LAST month Viking Cruises held a hotly anticipated Los Angeles launch event for its new expedition cruise ships, the first of which will debut in early 2022. The company’s founder and Chairman, Torstein Hagen, unveiled the product to a packed ballroom at the Beverly Hills Hilton, just a week after the same venue hosted the Golden Globe Awards. Although Viking’s event didn’t quite have as much star power, there’s no doubt some of the innovations being introduced signal a step-change in the expedition cruise experience.
Two ships are under construction: Viking Octantis and Viking Polaris, each with capacity for 378 guests. Hagen said their size meant they were small enough to navigate remote polar regions, but large enough to provide superior handling and stability in the roughest of seas. In addition to Antarctica and the Arctic, Hagen confirmed the deployment of one of the ships in the Great Lakes region of north-eastern North America, between the USA and Canada, an area hitherto underserved by the expedition cruise market despite a plethora of wildlife and unique experiences.
Octantis will be the first Viking expedition ship to launch, and its introductory January 2022 Antarctic season of half a dozen voyages has already been sold out in a hush-hush pre-release to past passengers late last year. Polaris will join the fleet later the same year, and voyages on both ships are now open for sale. The Great Lakes itineraries, which Octantis will operate in the northern summer, will visit the US states of Michigan, Minnesota and Wisconsin, as well as the Canadian province of Ontario. Further expansion of these voyages is also on the cards, with Hagen heavily hinting at the future addition of calls in Chicago.

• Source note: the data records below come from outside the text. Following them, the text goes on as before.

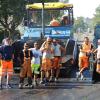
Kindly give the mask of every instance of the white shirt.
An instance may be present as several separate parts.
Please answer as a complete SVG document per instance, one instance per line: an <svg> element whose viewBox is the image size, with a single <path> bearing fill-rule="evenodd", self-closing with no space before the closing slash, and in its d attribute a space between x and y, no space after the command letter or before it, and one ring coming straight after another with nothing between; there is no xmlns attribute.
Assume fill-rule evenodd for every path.
<svg viewBox="0 0 100 100"><path fill-rule="evenodd" d="M98 46L98 48L97 48L97 59L99 59L100 58L100 46Z"/></svg>
<svg viewBox="0 0 100 100"><path fill-rule="evenodd" d="M42 52L38 49L31 48L30 49L33 53L33 57L31 60L31 64L40 64L40 57L42 56Z"/></svg>
<svg viewBox="0 0 100 100"><path fill-rule="evenodd" d="M61 50L60 50L60 45L54 45L54 56L61 56Z"/></svg>

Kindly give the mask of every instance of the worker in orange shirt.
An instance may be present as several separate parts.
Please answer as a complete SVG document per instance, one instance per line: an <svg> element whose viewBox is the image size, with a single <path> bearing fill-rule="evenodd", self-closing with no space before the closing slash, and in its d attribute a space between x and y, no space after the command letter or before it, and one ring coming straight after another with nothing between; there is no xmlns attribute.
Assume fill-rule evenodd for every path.
<svg viewBox="0 0 100 100"><path fill-rule="evenodd" d="M83 71L89 67L89 57L92 53L93 45L90 43L89 38L85 37L84 42L80 47L79 53L79 72L77 73L77 79L81 76L84 79Z"/></svg>
<svg viewBox="0 0 100 100"><path fill-rule="evenodd" d="M50 26L60 26L60 22L53 16L50 22Z"/></svg>

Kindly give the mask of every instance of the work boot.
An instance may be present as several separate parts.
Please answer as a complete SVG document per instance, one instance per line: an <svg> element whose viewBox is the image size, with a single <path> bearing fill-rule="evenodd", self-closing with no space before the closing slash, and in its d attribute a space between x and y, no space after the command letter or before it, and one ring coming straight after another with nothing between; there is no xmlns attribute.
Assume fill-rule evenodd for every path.
<svg viewBox="0 0 100 100"><path fill-rule="evenodd" d="M2 90L2 84L0 84L0 90Z"/></svg>
<svg viewBox="0 0 100 100"><path fill-rule="evenodd" d="M6 84L6 89L11 89L11 84Z"/></svg>
<svg viewBox="0 0 100 100"><path fill-rule="evenodd" d="M34 86L38 86L37 81L34 81L34 82L33 82L33 85L34 85Z"/></svg>
<svg viewBox="0 0 100 100"><path fill-rule="evenodd" d="M29 89L32 89L33 88L33 85L32 84L28 84L28 88Z"/></svg>
<svg viewBox="0 0 100 100"><path fill-rule="evenodd" d="M77 80L79 80L80 75L81 75L80 72L76 72L76 79Z"/></svg>
<svg viewBox="0 0 100 100"><path fill-rule="evenodd" d="M23 89L23 83L19 84L19 89Z"/></svg>

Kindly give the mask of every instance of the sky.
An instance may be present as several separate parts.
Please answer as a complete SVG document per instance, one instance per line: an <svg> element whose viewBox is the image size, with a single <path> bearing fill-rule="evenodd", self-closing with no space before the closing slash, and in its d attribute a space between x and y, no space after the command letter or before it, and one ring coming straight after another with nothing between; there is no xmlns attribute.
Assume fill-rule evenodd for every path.
<svg viewBox="0 0 100 100"><path fill-rule="evenodd" d="M100 5L100 0L69 0L69 3L73 3L75 17L92 18L95 9Z"/></svg>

A key feature of the Viking expedition vessels is The Hangar, described as an “enclosed, in-ship marina” which allows the launch of Zodiacs and other excursion craft through multiple doors in the hull. The Hangar features a 30m slipway allowing guests to embark from a flat, stable surface inside the ship before launching into the elements outside. As well as Zodiacs, each ship will feature two RIBs (Rigid Inflatable Boats), which significantly expand the options for exploration.

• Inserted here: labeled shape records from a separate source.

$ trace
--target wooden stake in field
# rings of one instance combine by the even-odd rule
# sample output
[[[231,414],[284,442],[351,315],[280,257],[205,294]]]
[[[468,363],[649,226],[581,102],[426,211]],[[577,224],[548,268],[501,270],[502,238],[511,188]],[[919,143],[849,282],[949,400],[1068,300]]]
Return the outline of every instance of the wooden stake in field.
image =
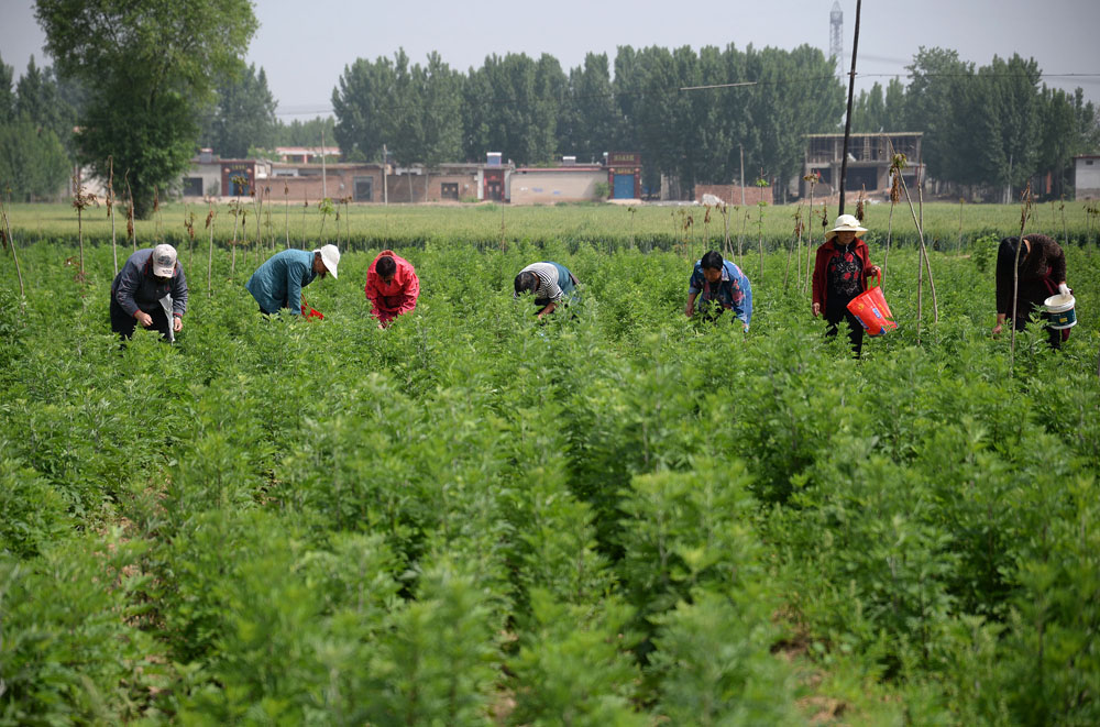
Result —
[[[811,172],[806,176],[802,177],[802,180],[810,185],[810,207],[806,208],[806,227],[810,230],[810,239],[806,241],[806,277],[804,278],[802,285],[802,294],[805,295],[806,288],[810,287],[810,251],[814,249],[814,187],[817,186],[817,181],[821,176],[816,172]],[[799,265],[802,265],[802,247],[799,247]],[[799,276],[802,277],[801,274]]]
[[[768,180],[763,177],[757,179],[757,189],[763,189],[768,186]],[[768,206],[768,202],[760,200],[757,202],[757,209],[759,210],[759,216],[757,217],[757,245],[760,249],[760,279],[763,280],[763,208]]]
[[[890,262],[890,241],[893,239],[893,208],[901,201],[901,169],[890,165],[890,217],[887,218],[887,251],[882,255],[882,283],[887,284],[887,263]]]
[[[238,179],[242,177],[233,177],[233,185],[237,187],[237,199],[230,202],[230,209],[233,212],[233,241],[229,243],[232,249],[232,262],[229,265],[229,277],[233,277],[237,274],[237,225],[241,221],[241,185]]]
[[[1016,255],[1012,261],[1012,334],[1009,338],[1009,375],[1012,375],[1012,367],[1016,359],[1016,306],[1020,295],[1020,251],[1024,247],[1024,228],[1027,227],[1027,218],[1031,217],[1032,195],[1031,183],[1024,187],[1024,192],[1020,197],[1020,236],[1016,238]]]
[[[76,235],[80,243],[80,282],[84,283],[84,208],[95,205],[99,207],[99,200],[95,195],[84,191],[84,184],[80,181],[80,174],[73,175],[73,187],[76,190],[73,195],[73,207],[76,209]]]
[[[632,210],[634,207],[631,207],[630,209]],[[730,247],[729,247],[729,207],[725,202],[723,202],[722,205],[718,205],[718,212],[722,213],[722,227],[723,227],[723,230],[724,230],[724,233],[725,233],[725,240],[724,240],[723,246],[722,246],[722,254],[725,255],[728,258],[730,256],[730,254],[733,253],[733,250],[730,250]],[[631,217],[631,220],[632,219],[634,218]],[[630,240],[631,240],[631,242],[634,241],[634,225],[632,224],[630,227]]]
[[[957,246],[955,247],[956,255],[963,254],[963,203],[964,202],[966,202],[966,199],[959,197],[959,240]]]
[[[134,192],[130,189],[130,169],[122,175],[127,183],[127,236],[130,238],[130,245],[133,252],[138,252],[138,234],[134,232]]]
[[[210,209],[207,210],[206,228],[210,231],[210,246],[207,249],[207,296],[213,296],[213,218],[218,212],[210,201]]]
[[[107,217],[111,218],[111,256],[114,258],[114,275],[119,274],[119,246],[114,241],[114,157],[107,157]]]
[[[892,151],[892,148],[893,148],[893,146],[891,145],[891,151]],[[928,250],[927,250],[927,247],[924,244],[924,227],[921,224],[921,219],[917,219],[917,217],[916,217],[916,208],[913,207],[913,198],[909,194],[909,185],[905,184],[905,177],[902,176],[902,174],[901,174],[901,170],[905,168],[905,164],[906,164],[906,161],[905,161],[905,155],[904,154],[894,154],[893,155],[892,162],[891,162],[891,166],[895,167],[898,169],[898,178],[901,179],[901,188],[905,192],[905,199],[906,199],[906,201],[909,201],[909,211],[913,216],[913,224],[916,225],[916,235],[917,235],[919,240],[921,241],[921,249],[920,249],[919,257],[917,257],[917,261],[916,261],[916,268],[917,268],[917,276],[916,276],[916,280],[917,280],[917,288],[916,288],[916,343],[917,343],[917,345],[920,345],[920,343],[921,343],[921,320],[922,320],[923,315],[924,315],[924,310],[923,310],[923,307],[924,307],[924,268],[921,265],[921,263],[922,263],[921,258],[922,257],[924,258],[923,262],[928,266],[928,285],[932,288],[933,321],[936,322],[936,323],[939,322],[939,304],[936,300],[936,282],[932,277],[932,261],[928,260]],[[922,194],[922,200],[923,200],[923,194]],[[922,207],[922,209],[923,209],[923,207]],[[922,216],[922,219],[923,219],[923,216]]]
[[[301,202],[301,249],[306,249],[306,210],[309,209],[309,197]]]
[[[799,273],[799,269],[802,266],[802,205],[799,205],[794,209],[794,238],[799,241],[799,256],[798,256],[798,262],[794,265],[794,267],[795,267],[794,272],[795,272],[795,275],[799,276],[800,282],[801,282],[802,275],[801,275],[801,273]],[[791,255],[792,254],[794,254],[794,241],[793,240],[791,241],[790,246],[787,249],[787,267],[783,269],[783,290],[784,291],[787,290],[787,280],[788,280],[788,277],[791,275]],[[798,287],[798,285],[795,285],[795,287]]]
[[[283,180],[283,210],[284,210],[284,222],[283,229],[286,232],[286,249],[290,249],[290,186]]]
[[[7,197],[11,199],[11,187],[6,190]],[[23,289],[23,271],[19,267],[19,255],[15,254],[15,239],[11,236],[11,221],[8,219],[8,205],[4,202],[4,195],[0,195],[0,214],[3,216],[3,228],[7,234],[8,244],[11,245],[11,256],[15,261],[15,276],[19,278],[19,297],[20,299],[26,298],[26,291]]]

Two six-passenger submarines are also offered on each vessel, as well as kayaking equipment — and just about everything is included in the fare rather than requiring passengers to pay extra, continuing Hagen’s insistence on “no children, no casinos and no nickel-and-diming”. Viking is firmly focused on its core demographic of curious, well-educated, English-speaking travellers starting in their 50s, and the new expedition vessels will certainly appeal to this segment.

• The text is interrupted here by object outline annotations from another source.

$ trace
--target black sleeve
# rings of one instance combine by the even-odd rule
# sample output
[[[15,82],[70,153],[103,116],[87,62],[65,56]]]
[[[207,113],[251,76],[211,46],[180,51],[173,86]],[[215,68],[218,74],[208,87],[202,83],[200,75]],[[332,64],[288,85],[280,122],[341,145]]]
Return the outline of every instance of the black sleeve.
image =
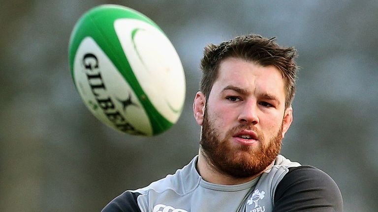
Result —
[[[116,197],[102,209],[101,212],[141,212],[137,198],[139,193],[125,191]]]
[[[327,174],[309,166],[289,169],[279,183],[274,212],[342,212],[343,199]]]

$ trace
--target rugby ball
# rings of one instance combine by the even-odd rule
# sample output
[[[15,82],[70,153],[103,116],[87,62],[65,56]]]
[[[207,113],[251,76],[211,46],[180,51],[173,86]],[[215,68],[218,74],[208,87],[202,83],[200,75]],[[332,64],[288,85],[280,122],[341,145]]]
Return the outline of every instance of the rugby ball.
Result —
[[[132,9],[95,7],[76,24],[68,59],[77,90],[100,121],[128,134],[152,136],[175,124],[185,76],[164,32]]]

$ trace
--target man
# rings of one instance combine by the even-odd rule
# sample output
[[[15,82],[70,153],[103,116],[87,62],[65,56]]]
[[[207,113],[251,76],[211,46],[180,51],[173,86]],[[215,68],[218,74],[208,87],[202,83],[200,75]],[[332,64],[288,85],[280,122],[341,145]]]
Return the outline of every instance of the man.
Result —
[[[256,35],[206,47],[193,106],[198,156],[102,211],[342,212],[329,176],[279,155],[293,120],[295,57],[293,48]]]

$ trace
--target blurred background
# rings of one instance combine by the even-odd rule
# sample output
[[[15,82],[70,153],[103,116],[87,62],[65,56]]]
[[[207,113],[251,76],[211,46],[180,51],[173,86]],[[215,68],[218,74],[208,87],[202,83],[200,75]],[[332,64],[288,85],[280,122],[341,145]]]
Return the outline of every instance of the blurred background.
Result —
[[[185,108],[146,138],[100,123],[69,74],[71,31],[92,7],[136,9],[165,32],[186,73]],[[2,1],[0,211],[99,212],[126,189],[173,173],[198,152],[192,101],[203,47],[244,34],[294,46],[301,69],[282,153],[327,172],[345,212],[378,208],[378,1]]]

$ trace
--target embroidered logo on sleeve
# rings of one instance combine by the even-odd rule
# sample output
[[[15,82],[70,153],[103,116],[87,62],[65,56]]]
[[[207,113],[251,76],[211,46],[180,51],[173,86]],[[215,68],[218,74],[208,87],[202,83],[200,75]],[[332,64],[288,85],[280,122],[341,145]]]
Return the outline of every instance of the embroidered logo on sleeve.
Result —
[[[252,194],[252,197],[249,199],[247,202],[247,204],[248,205],[251,205],[254,204],[254,209],[251,210],[250,212],[264,212],[265,211],[265,207],[261,207],[258,205],[258,201],[264,199],[265,196],[265,192],[264,191],[260,191],[258,189],[256,189],[253,194]]]
[[[154,212],[188,212],[184,209],[175,209],[172,206],[158,204],[154,207]]]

Public spaces will evoke many areas from Viking’s existing ocean cruise fleet, with an extensive spa, multiple eateries, Explorer’s Lounge and the Aquavit Terrace & Pools, located at the stern with a retractable glass dome providing shelter for three temperature-controlled pools. Cabins will feature a so-called “Nordic Balcony”, allowing the opening of a panoramic glass window located at the edge of the living space, transforming the stateroom into a sheltered lookout.
Pricing for a 13-day Antarctic itinerary from Buenos Aires to Ushuaia starts at $20,995 per person twin share — including just about everything, such as virtually all shore excursions and expedition activities, a Viking Expedition Kit, all onboard meals, wi-fi, beverages with lunch and dinner, self-service laundry, spa access and 24-hour room service.